The New York Times takes a fascinating look at the ways a number of prominent museums are handling the question of how to digitize and make available their collections for public use, balancing the importance of public access against copyright, the need to preserve revenue from merchandise and reproductions:

The [Rijksmuseum], whose collection includes masterpieces by Rembrandt, Vermeer, Mondrian and van Gogh, has already made images of 125,000 of its works available through Rijksstudio, an interactive section of its Web site. The staff’s goal is to add 40,000 images a year until the entire collection of one million artworks spanning eight centuries is available, said Taco Dibbits, the director of collections at the Rijksmuseum…

At the National Gallery in London, the collection of 2,500 artworks has been digitized and made available for academic purposes, but the museum has not provided free downloads. “Everyone understands that open access is the way to go, but organizations are in different places, and we’re facing a conflicting set of challenges,” said Charlotte Sexton, the head of digital media at the museum. “On the one hand, museums are still making money from the sale of images. That income, though, has been decreasing. You have that commercial concern butting up against this desire to go for free access.”

The Smithsonian Institution in Washington has 137 million works in its coffers and has chosen 14 million of those for digitization, said a spokeswoman, Linda St.
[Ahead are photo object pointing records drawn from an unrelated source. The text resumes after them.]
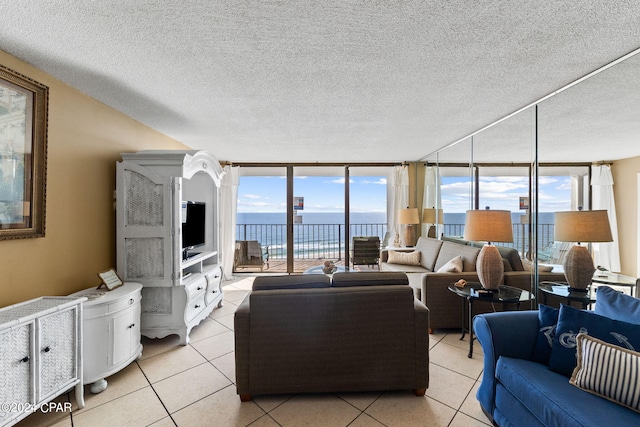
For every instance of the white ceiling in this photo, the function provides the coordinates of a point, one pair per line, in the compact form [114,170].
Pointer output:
[333,81]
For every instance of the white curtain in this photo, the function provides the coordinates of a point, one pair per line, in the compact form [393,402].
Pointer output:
[398,198]
[228,209]
[432,198]
[606,255]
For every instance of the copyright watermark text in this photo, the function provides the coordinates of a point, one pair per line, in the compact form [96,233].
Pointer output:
[7,407]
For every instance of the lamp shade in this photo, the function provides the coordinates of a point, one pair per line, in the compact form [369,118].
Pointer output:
[488,226]
[582,226]
[432,216]
[408,216]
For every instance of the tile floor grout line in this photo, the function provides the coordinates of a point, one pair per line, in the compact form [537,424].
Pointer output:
[155,392]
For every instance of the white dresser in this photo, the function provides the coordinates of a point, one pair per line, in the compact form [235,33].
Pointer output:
[40,354]
[111,321]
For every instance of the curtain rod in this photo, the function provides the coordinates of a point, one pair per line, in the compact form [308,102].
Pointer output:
[364,164]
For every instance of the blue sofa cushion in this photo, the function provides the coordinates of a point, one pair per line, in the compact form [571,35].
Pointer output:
[618,306]
[547,320]
[551,399]
[572,321]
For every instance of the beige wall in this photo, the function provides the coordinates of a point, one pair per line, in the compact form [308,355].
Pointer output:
[85,138]
[625,187]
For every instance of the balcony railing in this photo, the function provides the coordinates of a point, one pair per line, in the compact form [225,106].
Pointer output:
[327,241]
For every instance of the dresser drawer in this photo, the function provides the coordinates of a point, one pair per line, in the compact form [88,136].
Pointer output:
[196,289]
[124,303]
[214,281]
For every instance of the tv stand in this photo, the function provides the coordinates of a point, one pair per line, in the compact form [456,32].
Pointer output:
[187,255]
[180,286]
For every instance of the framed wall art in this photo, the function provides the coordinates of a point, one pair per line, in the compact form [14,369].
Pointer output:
[23,155]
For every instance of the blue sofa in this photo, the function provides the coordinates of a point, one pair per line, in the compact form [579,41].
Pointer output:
[520,389]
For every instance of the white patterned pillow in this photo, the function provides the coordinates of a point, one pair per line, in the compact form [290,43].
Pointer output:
[453,266]
[607,370]
[405,258]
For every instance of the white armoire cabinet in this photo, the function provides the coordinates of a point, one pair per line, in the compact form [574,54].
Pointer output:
[180,286]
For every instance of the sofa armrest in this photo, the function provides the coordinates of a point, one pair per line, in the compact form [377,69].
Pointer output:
[422,341]
[509,333]
[241,330]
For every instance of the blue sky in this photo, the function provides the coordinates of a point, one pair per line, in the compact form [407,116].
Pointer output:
[504,193]
[321,193]
[369,194]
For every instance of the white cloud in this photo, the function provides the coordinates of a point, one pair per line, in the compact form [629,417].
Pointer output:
[253,196]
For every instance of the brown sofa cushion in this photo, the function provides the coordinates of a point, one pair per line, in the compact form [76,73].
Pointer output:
[305,281]
[450,250]
[343,280]
[430,249]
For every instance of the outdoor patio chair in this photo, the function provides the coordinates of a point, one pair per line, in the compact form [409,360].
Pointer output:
[250,254]
[366,251]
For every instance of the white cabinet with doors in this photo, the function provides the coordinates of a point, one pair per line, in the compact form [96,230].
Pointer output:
[40,354]
[111,321]
[167,202]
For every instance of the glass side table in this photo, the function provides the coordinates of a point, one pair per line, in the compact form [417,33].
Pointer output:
[506,295]
[562,290]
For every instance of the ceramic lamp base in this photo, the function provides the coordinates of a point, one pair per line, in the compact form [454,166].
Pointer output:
[578,267]
[409,235]
[489,267]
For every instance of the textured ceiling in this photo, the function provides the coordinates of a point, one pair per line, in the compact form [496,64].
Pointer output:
[353,81]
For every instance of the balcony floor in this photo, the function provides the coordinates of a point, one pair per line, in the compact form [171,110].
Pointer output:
[299,266]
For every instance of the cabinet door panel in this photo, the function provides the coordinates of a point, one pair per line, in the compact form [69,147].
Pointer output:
[124,325]
[56,344]
[16,368]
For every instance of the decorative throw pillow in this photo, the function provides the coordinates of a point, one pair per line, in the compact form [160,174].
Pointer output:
[608,371]
[572,321]
[405,258]
[618,306]
[453,266]
[542,268]
[547,321]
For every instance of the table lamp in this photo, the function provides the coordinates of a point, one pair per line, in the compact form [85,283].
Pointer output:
[489,226]
[432,216]
[581,226]
[409,217]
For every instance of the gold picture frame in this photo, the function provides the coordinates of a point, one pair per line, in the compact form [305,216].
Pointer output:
[24,107]
[110,280]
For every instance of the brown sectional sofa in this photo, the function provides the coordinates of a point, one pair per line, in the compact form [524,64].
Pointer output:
[314,334]
[431,287]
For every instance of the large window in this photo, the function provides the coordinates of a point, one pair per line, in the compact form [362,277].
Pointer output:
[323,219]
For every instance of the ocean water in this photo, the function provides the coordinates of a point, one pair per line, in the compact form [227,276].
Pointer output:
[360,218]
[322,235]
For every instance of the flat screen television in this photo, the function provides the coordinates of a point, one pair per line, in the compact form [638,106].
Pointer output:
[193,225]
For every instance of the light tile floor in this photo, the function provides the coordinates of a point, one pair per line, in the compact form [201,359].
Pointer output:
[193,385]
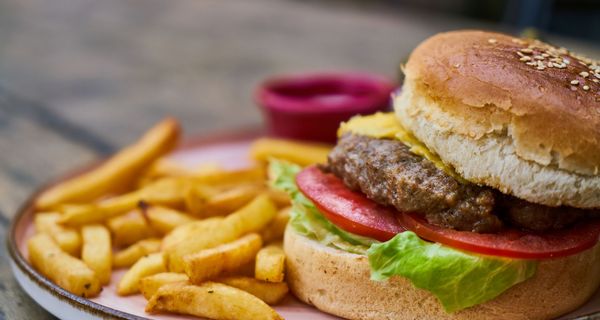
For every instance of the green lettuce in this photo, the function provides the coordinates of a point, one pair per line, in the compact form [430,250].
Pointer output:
[458,279]
[306,219]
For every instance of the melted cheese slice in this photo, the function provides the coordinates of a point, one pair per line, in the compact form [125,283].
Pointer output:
[386,126]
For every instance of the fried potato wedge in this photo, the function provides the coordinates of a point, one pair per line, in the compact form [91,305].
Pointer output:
[269,292]
[69,240]
[97,251]
[227,257]
[274,231]
[116,173]
[167,191]
[270,264]
[130,228]
[146,266]
[187,231]
[215,231]
[164,220]
[300,153]
[66,271]
[149,285]
[130,255]
[203,202]
[210,300]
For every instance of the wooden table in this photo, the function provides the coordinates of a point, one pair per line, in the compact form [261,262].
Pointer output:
[79,79]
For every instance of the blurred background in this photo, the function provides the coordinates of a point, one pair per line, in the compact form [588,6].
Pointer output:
[80,78]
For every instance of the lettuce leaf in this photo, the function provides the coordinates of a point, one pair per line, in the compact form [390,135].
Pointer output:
[458,279]
[306,219]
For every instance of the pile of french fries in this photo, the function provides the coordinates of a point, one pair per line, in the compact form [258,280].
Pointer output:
[203,241]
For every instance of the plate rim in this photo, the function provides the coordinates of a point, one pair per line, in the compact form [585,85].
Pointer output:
[84,304]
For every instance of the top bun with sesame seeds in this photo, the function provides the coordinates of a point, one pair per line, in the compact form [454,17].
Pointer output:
[517,115]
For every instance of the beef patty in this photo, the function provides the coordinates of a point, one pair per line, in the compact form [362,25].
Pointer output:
[387,172]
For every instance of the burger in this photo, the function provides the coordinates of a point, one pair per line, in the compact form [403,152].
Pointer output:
[477,198]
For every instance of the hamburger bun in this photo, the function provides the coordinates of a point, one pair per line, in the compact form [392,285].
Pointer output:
[338,282]
[519,116]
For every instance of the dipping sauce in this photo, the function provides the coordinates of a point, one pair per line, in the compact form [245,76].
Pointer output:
[311,106]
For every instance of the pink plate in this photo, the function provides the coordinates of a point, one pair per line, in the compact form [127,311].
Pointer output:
[229,151]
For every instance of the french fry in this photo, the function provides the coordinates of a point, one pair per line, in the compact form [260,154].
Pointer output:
[146,266]
[149,285]
[67,239]
[97,251]
[164,220]
[130,228]
[66,271]
[129,256]
[300,153]
[228,257]
[167,191]
[269,292]
[203,202]
[251,218]
[116,173]
[188,230]
[270,264]
[210,300]
[274,230]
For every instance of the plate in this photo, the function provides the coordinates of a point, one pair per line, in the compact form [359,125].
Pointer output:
[228,150]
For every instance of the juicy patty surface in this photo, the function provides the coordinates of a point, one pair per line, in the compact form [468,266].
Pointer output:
[387,172]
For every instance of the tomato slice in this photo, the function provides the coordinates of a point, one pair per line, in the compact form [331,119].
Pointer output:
[355,213]
[349,210]
[512,243]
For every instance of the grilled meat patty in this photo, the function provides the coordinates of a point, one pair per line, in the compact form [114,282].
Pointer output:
[387,172]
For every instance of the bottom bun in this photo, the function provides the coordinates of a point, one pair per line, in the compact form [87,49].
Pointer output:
[338,282]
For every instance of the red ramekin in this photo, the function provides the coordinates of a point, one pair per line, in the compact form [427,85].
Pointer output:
[311,106]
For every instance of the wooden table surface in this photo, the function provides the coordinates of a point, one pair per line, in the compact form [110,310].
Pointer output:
[79,79]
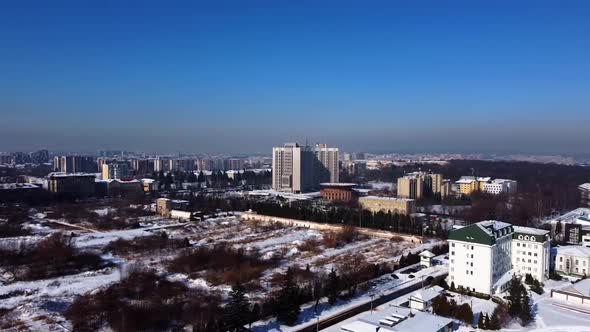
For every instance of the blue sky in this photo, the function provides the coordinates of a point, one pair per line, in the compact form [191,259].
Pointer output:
[242,76]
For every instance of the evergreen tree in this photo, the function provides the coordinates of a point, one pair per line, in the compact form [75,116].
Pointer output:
[288,301]
[237,310]
[481,322]
[333,287]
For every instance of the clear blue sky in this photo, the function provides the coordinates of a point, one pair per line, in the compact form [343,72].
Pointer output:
[247,75]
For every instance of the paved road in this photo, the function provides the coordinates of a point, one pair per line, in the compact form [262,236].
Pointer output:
[329,321]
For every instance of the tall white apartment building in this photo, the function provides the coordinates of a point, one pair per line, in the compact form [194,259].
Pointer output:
[300,169]
[326,168]
[484,256]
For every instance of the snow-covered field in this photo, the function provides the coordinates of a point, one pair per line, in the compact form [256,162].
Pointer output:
[37,305]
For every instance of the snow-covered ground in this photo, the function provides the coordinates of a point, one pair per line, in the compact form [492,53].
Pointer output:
[379,287]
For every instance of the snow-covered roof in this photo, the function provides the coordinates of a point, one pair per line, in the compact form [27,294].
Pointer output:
[389,198]
[581,288]
[427,294]
[14,186]
[530,230]
[576,251]
[427,253]
[494,224]
[506,277]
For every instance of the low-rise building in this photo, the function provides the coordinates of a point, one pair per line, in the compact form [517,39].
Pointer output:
[572,227]
[571,260]
[422,298]
[388,204]
[394,319]
[531,252]
[338,192]
[75,184]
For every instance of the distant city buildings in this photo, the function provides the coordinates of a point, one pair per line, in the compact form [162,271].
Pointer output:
[418,184]
[300,169]
[115,170]
[74,164]
[484,256]
[75,184]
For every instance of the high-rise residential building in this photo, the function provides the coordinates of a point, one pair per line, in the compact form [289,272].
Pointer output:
[40,156]
[117,170]
[291,169]
[325,164]
[484,256]
[418,184]
[302,169]
[585,194]
[75,184]
[74,164]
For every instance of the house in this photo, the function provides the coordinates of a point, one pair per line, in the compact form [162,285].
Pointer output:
[422,298]
[426,258]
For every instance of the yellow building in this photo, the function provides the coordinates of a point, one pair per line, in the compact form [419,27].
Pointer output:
[415,185]
[469,184]
[388,204]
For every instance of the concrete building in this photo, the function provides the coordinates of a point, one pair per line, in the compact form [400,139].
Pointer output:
[19,191]
[500,186]
[73,164]
[572,227]
[325,164]
[571,260]
[388,204]
[75,184]
[531,252]
[410,187]
[394,319]
[484,256]
[446,189]
[585,194]
[469,184]
[422,298]
[117,170]
[418,184]
[338,192]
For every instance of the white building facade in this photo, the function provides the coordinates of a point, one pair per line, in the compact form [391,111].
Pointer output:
[484,256]
[571,260]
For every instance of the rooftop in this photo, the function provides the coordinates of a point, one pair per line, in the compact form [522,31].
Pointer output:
[14,186]
[577,251]
[530,230]
[389,198]
[392,318]
[581,288]
[64,175]
[338,184]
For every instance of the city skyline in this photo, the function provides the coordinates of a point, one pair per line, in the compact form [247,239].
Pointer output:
[376,77]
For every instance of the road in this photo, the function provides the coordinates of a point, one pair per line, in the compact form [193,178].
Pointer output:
[384,298]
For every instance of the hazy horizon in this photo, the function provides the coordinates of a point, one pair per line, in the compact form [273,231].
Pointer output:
[238,77]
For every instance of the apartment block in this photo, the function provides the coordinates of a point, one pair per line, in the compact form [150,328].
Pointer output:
[484,256]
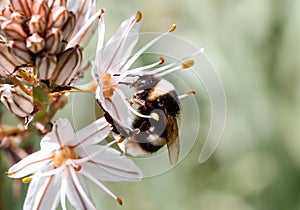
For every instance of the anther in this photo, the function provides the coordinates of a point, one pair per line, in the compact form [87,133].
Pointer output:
[121,139]
[119,200]
[138,16]
[187,64]
[102,11]
[173,27]
[191,92]
[155,116]
[26,180]
[162,60]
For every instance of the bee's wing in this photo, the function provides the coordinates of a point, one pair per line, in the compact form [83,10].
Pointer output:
[173,140]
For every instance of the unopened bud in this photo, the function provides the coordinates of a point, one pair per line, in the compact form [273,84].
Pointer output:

Thomas. It has made about 860,500 images, video clips, sound files, electronic journals and other resources available online, but the images of artworks are all low resolution — again, to discourage commercial use.

To a certain extent when it comes to simple attendance, museums and movie theaters face similar challenges in the digital age. Every movie I’ve been to recently has included a trailer—often for an action movie like Live Free Or Die Hard or Fast and Furious Six—that shrinks towards the end from the full screen down to the size of a television or computer screen to make the argument that much of the experience is lost if you watch the movie at home rather than in a cinema. Museums can make a similar argument on any number of levels, whether that a massive piece like Pablo Picasso’s Spanish Civil War lament “Guernica” demands to be seen and experienced in person, that even high-quality digital reproduction can’t capture the real texture of brushstrokes, and, the killer app, that it’s one thing to see individual works reproduced online, and another to see them in the context of each other in a curated gallery. There’s no question that digital reproduction poses a challenge to all sorts of lines of business for museums. But the industry is perhaps fortunate in that its core product, visits to its galleries, doesn’t seem to face the competition from digital reproduction that movie theaters clearly feel from digital distributors like Netflix and Amazon.